People usually come to mediation at their worst after a lengthy
period of struggle in their personal relationships. Mediation presents the
opportunity to move you from your worst to something much better.
Mediation allows you to discuss what is important to you and how you want
to shape your life in the future. It is not your opportunity to lay blame for
past difficulties. You should go to mediation to solve problems rather than to
vindicate yourself.
The mediator does not make decisions for you and your family.
The mediator gives the two of you the opportunity to settle your case in a
way you both find acceptable.
What are the goals of mediation?
Mediation...
provides you with an improved method of communication and
dispute resolution;
allows you to settle your case on terms that are acceptable to you;
may reduce the emotional trauma that you and your family are
experiencing;
helps improve compliance with settlements and decrees;
can save you time and money; and
in most instances allow you to move forward with your life.
How is mediation initiated?
Your participation in mediation can be court-ordered, obliged by a
previous order or decree, or voluntary.

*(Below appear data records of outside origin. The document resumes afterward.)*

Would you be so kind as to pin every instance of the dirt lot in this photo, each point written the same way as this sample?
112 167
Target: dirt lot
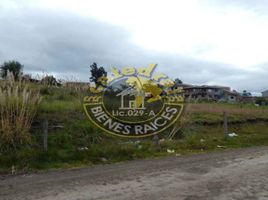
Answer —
232 174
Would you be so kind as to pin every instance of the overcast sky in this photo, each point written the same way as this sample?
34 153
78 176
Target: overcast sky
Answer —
220 42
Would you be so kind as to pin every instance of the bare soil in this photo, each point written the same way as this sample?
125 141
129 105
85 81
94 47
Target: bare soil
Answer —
230 174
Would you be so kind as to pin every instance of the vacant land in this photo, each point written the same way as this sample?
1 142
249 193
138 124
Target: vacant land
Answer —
237 174
74 142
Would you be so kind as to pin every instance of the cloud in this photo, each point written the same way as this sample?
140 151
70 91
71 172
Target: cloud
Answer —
65 44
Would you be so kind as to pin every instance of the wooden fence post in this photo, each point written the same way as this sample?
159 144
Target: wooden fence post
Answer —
45 134
225 124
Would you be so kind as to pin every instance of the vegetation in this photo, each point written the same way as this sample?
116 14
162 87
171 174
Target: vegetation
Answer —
73 141
13 67
18 106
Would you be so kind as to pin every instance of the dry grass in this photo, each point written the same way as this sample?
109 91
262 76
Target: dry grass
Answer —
219 109
18 106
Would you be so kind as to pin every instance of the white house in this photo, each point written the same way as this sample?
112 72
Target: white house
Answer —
265 93
131 103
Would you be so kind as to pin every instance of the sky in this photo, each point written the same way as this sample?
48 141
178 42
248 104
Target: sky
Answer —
219 42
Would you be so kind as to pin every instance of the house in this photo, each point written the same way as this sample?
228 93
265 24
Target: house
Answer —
77 85
210 93
265 93
131 103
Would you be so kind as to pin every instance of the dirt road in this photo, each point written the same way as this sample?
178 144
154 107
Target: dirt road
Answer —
236 174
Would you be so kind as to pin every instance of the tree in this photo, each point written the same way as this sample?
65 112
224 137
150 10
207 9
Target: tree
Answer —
177 81
11 66
246 93
96 74
49 80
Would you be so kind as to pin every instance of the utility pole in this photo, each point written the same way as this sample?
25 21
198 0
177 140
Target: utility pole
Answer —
225 123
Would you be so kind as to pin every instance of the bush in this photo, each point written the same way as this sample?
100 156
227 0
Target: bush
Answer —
18 106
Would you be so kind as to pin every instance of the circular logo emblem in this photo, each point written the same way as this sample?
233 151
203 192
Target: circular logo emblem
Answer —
134 102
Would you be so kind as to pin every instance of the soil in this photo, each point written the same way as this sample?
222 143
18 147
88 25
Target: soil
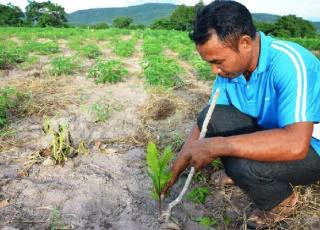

You can participate
voluntarily whenever you encounter a difficult situation you need
help in resolving. While mediation normally occurs after legal
papers are filed, filing is not a pre-requisite. You can participate
any time you and the other party agree to mediate.
If papers are filed, and a hearing or trial is docketed, the court will,
in all likelihood, order you to mediate. Usually, this will occur when
a temporary hearing has been requested, if your case remains
unresolved after the 90-day pre-trial conference, or if contempt-of-
court/rule to show cause has been filed. If your case falls into one of
these categories, you will receive an order from the court.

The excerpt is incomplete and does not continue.